Après cette pénible prestation médiatique, la confiance, écornée, cède la place à la suspicion.
Désormais, tout le monde s’interroge sur l’attitude «ambigüe» du père et sur sa troublante «neutralité». «Que cherche BCE?»; «Sa supposée neutralité n’est-elle pas une simple posture politique?»; «Pour qui roule le fils ?»… Autant de questions qui taraudent les esprits de tous ces gens inquiets pour l’avenir de leur pays.
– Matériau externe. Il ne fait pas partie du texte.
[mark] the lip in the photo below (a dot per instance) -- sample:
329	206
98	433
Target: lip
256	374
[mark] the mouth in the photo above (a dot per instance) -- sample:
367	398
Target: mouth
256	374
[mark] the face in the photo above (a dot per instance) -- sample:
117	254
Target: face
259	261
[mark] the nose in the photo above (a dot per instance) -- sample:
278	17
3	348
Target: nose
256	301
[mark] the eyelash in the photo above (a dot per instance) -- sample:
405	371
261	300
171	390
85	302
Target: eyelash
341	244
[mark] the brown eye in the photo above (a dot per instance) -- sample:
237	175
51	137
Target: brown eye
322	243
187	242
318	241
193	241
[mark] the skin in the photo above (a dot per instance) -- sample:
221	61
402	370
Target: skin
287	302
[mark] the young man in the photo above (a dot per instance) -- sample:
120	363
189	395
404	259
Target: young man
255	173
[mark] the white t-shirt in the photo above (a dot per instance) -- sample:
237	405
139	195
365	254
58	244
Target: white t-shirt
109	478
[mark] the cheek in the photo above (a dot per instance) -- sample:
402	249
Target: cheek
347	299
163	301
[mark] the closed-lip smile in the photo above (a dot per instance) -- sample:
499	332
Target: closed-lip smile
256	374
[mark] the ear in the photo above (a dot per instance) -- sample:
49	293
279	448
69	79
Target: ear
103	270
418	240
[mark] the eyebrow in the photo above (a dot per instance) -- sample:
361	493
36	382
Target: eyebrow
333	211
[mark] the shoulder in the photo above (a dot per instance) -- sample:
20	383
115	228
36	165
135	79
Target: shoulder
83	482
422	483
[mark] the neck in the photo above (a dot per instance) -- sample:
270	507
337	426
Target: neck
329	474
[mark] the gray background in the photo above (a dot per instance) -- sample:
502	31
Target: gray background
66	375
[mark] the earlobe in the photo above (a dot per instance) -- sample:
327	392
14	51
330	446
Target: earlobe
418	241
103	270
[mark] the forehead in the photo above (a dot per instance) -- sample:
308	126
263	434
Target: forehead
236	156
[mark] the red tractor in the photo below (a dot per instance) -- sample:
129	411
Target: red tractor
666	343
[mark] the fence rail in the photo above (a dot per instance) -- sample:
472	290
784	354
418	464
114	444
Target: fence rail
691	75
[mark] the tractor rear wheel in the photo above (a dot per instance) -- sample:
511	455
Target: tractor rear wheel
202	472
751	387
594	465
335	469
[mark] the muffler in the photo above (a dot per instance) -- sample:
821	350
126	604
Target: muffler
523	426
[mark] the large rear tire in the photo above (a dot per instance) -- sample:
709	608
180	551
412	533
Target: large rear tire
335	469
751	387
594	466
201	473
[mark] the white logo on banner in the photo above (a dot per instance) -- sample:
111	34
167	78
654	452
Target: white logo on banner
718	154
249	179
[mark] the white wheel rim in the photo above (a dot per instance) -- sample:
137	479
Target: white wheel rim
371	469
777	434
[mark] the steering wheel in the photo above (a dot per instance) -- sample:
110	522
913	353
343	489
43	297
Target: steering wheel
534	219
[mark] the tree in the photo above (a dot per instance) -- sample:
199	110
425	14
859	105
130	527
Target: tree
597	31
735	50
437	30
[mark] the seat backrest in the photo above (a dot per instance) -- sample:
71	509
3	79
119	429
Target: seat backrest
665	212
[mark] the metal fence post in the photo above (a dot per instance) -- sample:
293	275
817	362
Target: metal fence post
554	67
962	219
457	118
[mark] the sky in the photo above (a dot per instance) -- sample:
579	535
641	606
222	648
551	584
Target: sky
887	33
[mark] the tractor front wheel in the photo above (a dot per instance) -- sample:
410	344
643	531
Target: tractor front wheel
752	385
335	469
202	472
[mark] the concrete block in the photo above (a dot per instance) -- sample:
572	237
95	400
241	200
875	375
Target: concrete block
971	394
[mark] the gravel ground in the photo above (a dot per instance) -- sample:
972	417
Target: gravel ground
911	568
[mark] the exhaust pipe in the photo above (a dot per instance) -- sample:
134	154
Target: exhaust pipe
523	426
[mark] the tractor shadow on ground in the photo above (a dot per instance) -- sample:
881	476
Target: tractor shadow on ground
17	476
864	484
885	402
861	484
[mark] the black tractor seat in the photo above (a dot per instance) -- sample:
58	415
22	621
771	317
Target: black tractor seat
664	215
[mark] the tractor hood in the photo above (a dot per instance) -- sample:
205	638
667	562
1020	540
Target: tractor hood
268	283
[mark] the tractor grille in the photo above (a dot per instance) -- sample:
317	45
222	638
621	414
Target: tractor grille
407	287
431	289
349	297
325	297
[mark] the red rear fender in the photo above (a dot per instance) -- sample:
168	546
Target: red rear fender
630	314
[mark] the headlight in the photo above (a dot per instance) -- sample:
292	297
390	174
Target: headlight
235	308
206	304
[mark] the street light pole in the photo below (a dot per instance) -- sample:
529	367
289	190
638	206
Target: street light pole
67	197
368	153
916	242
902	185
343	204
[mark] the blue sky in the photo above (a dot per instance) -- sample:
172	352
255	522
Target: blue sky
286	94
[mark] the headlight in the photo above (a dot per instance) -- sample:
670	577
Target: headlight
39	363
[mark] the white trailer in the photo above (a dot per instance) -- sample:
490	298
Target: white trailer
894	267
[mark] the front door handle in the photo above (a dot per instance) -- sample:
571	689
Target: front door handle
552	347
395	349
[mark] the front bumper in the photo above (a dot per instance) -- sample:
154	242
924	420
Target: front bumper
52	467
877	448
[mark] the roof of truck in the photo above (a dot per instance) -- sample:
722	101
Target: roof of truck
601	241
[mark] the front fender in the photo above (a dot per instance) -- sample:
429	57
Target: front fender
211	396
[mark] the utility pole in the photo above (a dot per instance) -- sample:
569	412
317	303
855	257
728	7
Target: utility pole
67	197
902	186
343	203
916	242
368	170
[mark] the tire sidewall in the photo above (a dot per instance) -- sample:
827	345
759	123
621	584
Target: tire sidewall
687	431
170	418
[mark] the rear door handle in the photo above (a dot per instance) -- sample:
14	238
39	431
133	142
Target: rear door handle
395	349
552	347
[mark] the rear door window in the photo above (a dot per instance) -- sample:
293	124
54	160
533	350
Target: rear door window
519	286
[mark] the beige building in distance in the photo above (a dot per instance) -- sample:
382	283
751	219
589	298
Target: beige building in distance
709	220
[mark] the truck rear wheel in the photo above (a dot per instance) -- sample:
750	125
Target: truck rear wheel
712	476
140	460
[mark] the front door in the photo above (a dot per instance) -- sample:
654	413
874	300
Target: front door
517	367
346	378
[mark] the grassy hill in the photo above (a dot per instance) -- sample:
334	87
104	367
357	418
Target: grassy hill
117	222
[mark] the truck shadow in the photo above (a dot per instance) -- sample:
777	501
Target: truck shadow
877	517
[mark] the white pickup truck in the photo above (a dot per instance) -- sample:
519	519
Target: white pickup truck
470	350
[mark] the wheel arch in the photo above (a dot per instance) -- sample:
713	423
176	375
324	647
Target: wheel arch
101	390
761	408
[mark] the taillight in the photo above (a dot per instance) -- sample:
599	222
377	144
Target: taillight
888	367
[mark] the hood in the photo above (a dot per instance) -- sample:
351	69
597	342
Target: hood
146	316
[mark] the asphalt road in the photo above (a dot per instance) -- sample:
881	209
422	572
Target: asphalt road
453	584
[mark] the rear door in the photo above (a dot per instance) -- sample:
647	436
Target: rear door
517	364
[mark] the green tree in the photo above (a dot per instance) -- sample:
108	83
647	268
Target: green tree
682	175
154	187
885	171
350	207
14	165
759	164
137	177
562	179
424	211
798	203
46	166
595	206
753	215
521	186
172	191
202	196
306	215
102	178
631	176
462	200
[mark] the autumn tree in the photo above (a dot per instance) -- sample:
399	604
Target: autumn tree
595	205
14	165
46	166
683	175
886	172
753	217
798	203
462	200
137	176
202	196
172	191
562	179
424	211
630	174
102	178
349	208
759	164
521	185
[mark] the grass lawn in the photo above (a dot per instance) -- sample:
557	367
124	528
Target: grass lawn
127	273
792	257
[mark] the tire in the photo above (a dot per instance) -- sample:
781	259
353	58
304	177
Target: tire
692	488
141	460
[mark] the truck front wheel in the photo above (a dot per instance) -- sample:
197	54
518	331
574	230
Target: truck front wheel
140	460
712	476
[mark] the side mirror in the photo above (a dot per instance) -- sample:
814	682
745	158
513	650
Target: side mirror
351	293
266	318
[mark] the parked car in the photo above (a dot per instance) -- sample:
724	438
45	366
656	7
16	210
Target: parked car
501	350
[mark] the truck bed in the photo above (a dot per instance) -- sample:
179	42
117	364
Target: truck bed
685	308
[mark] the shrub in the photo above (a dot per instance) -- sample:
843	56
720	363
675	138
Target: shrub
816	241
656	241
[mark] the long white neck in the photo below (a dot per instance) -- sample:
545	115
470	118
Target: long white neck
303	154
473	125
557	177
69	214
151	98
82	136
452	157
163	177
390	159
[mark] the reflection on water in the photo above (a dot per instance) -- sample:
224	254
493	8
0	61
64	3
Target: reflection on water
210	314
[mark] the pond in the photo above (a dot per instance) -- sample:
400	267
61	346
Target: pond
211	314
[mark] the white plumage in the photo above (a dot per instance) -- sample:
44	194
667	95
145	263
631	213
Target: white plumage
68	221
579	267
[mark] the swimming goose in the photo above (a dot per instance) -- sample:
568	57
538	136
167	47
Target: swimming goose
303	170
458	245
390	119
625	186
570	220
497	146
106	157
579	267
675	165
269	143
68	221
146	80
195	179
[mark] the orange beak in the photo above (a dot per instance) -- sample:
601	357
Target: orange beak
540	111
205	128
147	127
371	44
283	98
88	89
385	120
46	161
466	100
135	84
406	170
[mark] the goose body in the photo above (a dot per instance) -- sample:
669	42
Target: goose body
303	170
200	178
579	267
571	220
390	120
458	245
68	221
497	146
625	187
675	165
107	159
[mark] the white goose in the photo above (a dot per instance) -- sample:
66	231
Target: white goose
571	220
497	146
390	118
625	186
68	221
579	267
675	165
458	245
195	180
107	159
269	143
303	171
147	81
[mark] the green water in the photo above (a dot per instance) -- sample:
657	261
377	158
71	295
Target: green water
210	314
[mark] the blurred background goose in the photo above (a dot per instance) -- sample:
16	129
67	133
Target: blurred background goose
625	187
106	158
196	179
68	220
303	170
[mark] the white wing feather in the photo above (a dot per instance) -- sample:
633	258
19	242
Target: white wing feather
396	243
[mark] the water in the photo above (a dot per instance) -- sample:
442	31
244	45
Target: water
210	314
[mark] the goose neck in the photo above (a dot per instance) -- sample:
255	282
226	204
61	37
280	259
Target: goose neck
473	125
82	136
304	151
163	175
Même les plus farouches partisans de «Si Béji» sont gagnés par le doute et sont, depuis quelque temps, scandalisés par la légèreté manifeste avec laquelle le président de la république ne semble pas empressé de mettre fin au pathétique feuilleton que nous vivons… Et les spéculations vont bon train. Certains même commencent à se demander si tout n’était orchestré et si, en nommant son fils comme vice-président, le père ne cherchait à favoriser son ascension politique.
Caprices d’un fils et exigences de la patrie
La fable de la grenouille qui voulait devenir plus gros que le boeuf doit faire réfléchir plus d’un. On ne s’improvise pas homme politique d’envergure. C’est un travail de longue haleine. Si, la volonté paternelle aidant, le fils parvenait à ses fins, sa durée de vie politique ne dépasserait pas celle de son père. Il aurait, alors, détruit un parti, semé la gabegie pour peu de chose. Car, on sous-estime l’opinion publique mais aussi la logique même des réalités politiques. L’avenir de Nidaa Tounes n’a jamais été aussi compromis qu’aujourd’hui. Et ce ne sont pas les gesticulations tous azimuts de l’ombre d’un homme politique qui vont limiter les dégâts. Non seulement le parti va inéluctablement, sauf miracle, voler en éclats, mais aussi l’image de «Si Béji» devrait pâtir des manœuvres incontrôlées de son fils.
Certes, la patrie doit passer avant le parti. Mais, que valent les caprices d’un fils devant les exigences de la patrie ? Beaucoup d’entre nous, et malgré les réserves qu’on peut avoir, s’obstinent à croire que «Si Béji», pour lequel nous continuons à vouer du respect et de la considération, saura redresser la barre. Ce grand homme qui a su gérer, avec succès, une situation politique inextricable saura tempérer la fébrilité d’un fils, fourvoyé par la cupidité d’une cour d’opportunistes… Si «Si Béji» voulait gagner la postérité, il serait temps que le père cède la place à l’homme politique qu’il est. Car, il serait, malheureux, voire insensé, que le dernier acte soit bâclé. L’Histoire, impitoyable, en sera témoin.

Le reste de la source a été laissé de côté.